Topics like Finance, Accounting, Economics, and Supply Chain Management were covered, as well as Consulting, and Business Communication. I didn’t end up finishing the program; I withdrew due to COVID health concerns.

 

Yet, despite what by all accounts would have been a negative experience, there was one course that resonated with me. This course was Business Analytics. The subject of Business Analytics was a discipline that I have read about in Harvard Business Review, but I never had a concrete perspective on what exactly the topic was. 


The course itself, on a fundamental level, is a statistics course combined with R programming language. The more I learned in the course, the broader my perspective grew. The course is so much MORE than another math class; the skills learned in this course, can aid business managers in making high-impact decisions that are useful in organizations.

 

Now, this class was tough. Homework assignments were 3, no, 4 hours long. Students needed to assimilate the statistical material learned in class and apply them to R programming language. 


In fact, coding was the main component of the class. My instructor, Professor Jose, had one goal for the entire class. His goal was to facilitate the learning environment so that students would be able to run a linear regression model from scratch. This is a goal that is worthy of anyone learning analytics. And I am optimistic about learning even more advance methods for making predictions given any data set.

 

Since Georgetown, I have taken two sequential semesters of statistics in my home town, Miami (at FIU), to broaden my skillset, and also to acquire familiarity with the mathematical concepts that I had difficulty understanding while I was at Georgetown.


I am so much better at statistics, having done this. As a side note, I recommend continuing education at the college level during the evening, in conjunction with work during the day. You can use what you learn in the classroom immediately the next day in your work.

 

At this point, I am looking into internships, training and development programs at management consulting firms, and even research positions, that will help me acquire more analytical skills. 


I am now enrolled in a Business Analytics program at DePaul University. For the next year or so, I will be learning how to use data to make predictions about certain business questions and problems. I couldn’t be more excited.

 

Now that you are acquainted with my situation, I will get to the point of this essay—Multivariate Linear Regression.

 

Since the summer of 2021, I have been studying and learning R programming, and my experience couldn’t be more satisfying. There is something empowering about typing in a line of code and NOT seeing an error message. Those of you who have been frustrated with programming and coding will know what I am referring to.

 

At DePaul, I am learning how to code linear regression models, and there are two fundamental ways of model building that have caught my interest. 
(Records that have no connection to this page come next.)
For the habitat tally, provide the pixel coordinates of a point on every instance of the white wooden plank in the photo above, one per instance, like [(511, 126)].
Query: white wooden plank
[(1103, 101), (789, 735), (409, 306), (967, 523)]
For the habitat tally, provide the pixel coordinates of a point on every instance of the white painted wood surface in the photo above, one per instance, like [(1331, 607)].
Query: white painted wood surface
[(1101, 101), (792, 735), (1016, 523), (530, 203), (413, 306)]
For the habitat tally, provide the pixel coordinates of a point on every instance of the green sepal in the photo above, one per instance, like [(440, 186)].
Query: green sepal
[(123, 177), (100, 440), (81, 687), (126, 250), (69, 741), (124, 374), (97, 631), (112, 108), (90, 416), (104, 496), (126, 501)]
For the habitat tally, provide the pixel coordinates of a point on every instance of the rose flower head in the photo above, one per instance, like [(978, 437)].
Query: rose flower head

The first way to create a linear model is to build it from the bottom up. That is, you pick a response variable, the variable that you wish to predict, and a predictor variables, the variables that impact the response. 


The method for standard linear modeling is straightforward, you begin with a response, and build the model with predictors that have a high correlation with that response. You then build out your model, adding a single predictor at a time, until you find predictors that explain the most uncertainty accounted for in an Adjusted R-Squared measurement.

 

As amazing as this method is for building multivariate linear models, there is another method that I have fallen in love with since learning of it. This method is known as a LASSO regression. This method is the opposite of the standard approach to linear regression model building in that the user can build their models from the TOP down. 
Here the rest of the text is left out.